Dirigido por Brad Bird, a ficção “Tomorrowland – Um Lugar Onde Nada é Impossível” (2015) conta a estória de Casey Newton (Britt Robertson), uma adolescente com enorme curiosidade pela ciência e que num fatídico dia encontra uma pequena peça que permite que se transporte automaticamente para uma realidade paralela, criada por Frank Walker (George Clooney), um ex-garoto prodígio que hoje está desiludido. No longa, eles embarcam, com a ajuda de uma robô, numa missão repleta de perigos para finalmente desvendar os segredos do enigmático local, “em algum lugar no tempo e no espaço conhecido como ‘Tomorrowland’”.

A produção de Walt Disney é uma homenagem ao fundador (homônimo) da bilionária franquia de entretenimento dos EUA, considerado um dos ícones do empreendedorismo e que, como tal, conseguiu manter um grande senso de propósito durante toda a sua vida, uma confiança inabalável no futuro, além de uma disposição para os processos criativos e, claro, uma enorme esperança na redenção da humanidade através do avanço tecnocientífico. Estes são “ingredientes”, inclusive, que já começavam a povoar o imaginário da América antes mesmo das duas grandes guerras mundiais, e que desembocou no que hoje se convencionou chamar de “via empreendedora”. O estímulo, manutenção e perpetuação (de tais estados de “compreensão” do mundo) são alguns dos desafios de líderes e profissionais de toda ordem, notadamente os de Recursos Humanos, como psicólogos, por exemplo.

A produção “perdeu” o time e, em certa medida, como percebeu o público, levou muito tempo (duas horas de filme) para contar pouca coisa.
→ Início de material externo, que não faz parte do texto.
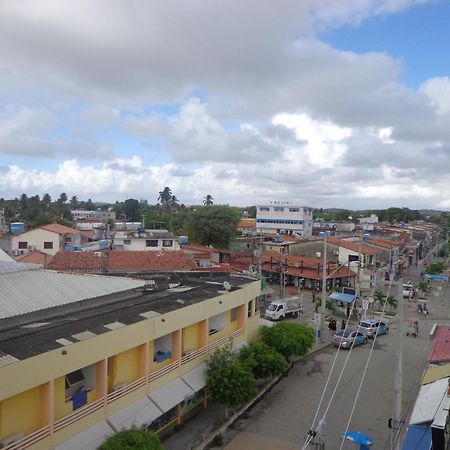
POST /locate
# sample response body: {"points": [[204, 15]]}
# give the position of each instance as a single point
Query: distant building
{"points": [[142, 239], [284, 219]]}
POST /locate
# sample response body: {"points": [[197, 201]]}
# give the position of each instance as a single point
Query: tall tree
{"points": [[165, 197], [208, 200], [214, 225]]}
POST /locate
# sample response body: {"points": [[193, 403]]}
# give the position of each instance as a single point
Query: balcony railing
{"points": [[84, 411], [31, 439]]}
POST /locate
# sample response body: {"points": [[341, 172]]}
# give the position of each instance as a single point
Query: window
{"points": [[216, 323]]}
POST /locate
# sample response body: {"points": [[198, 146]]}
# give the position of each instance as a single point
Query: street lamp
{"points": [[323, 234]]}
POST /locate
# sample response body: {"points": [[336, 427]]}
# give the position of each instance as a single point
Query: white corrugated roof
{"points": [[33, 290], [430, 403]]}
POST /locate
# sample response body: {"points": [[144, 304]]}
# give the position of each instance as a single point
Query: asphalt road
{"points": [[284, 416]]}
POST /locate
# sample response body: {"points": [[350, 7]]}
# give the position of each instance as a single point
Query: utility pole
{"points": [[324, 288], [398, 380]]}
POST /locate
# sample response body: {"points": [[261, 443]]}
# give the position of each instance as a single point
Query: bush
{"points": [[228, 380], [289, 339], [262, 360], [132, 439]]}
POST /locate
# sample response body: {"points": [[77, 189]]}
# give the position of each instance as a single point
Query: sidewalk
{"points": [[199, 427]]}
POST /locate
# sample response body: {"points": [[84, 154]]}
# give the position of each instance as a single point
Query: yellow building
{"points": [[83, 356]]}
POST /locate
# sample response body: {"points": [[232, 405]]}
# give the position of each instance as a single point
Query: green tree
{"points": [[289, 339], [262, 360], [208, 200], [213, 225], [132, 439], [436, 268], [392, 302], [165, 197], [228, 380]]}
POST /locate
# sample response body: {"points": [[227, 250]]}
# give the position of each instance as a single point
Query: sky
{"points": [[325, 103]]}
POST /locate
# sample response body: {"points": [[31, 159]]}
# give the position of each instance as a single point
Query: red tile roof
{"points": [[76, 262], [440, 347], [148, 260], [60, 229], [35, 257], [354, 246]]}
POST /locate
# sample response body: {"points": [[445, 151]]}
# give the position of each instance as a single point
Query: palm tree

Além disso, o longa também pode causar estranheza de parte do expectador brasileiro, que, dentre outras coisas, associa a dinâmica empreendedora com o discurso religioso.

Numa referência a Weber, conforme lembram Mauricio C. Serafim e Simone Ghisi Feuerschütte, no artigo “Movido pelo transcendente: a religiosidade como estímulo ao ‘espírito empreendedor’”, este “desconforto” surge porque as estruturas religiosas se apropriam do discurso empreendedor (ou seria o contrário?), pela racionalidade instrumental, notadamente nas esferas da legitimação da busca de oportunidades, da perseverança, do desafio constante, do “agir com coragem, não ser acomodado e ter iniciativa” (SERAFIM; FEUERSCHÜTTE – 2014).]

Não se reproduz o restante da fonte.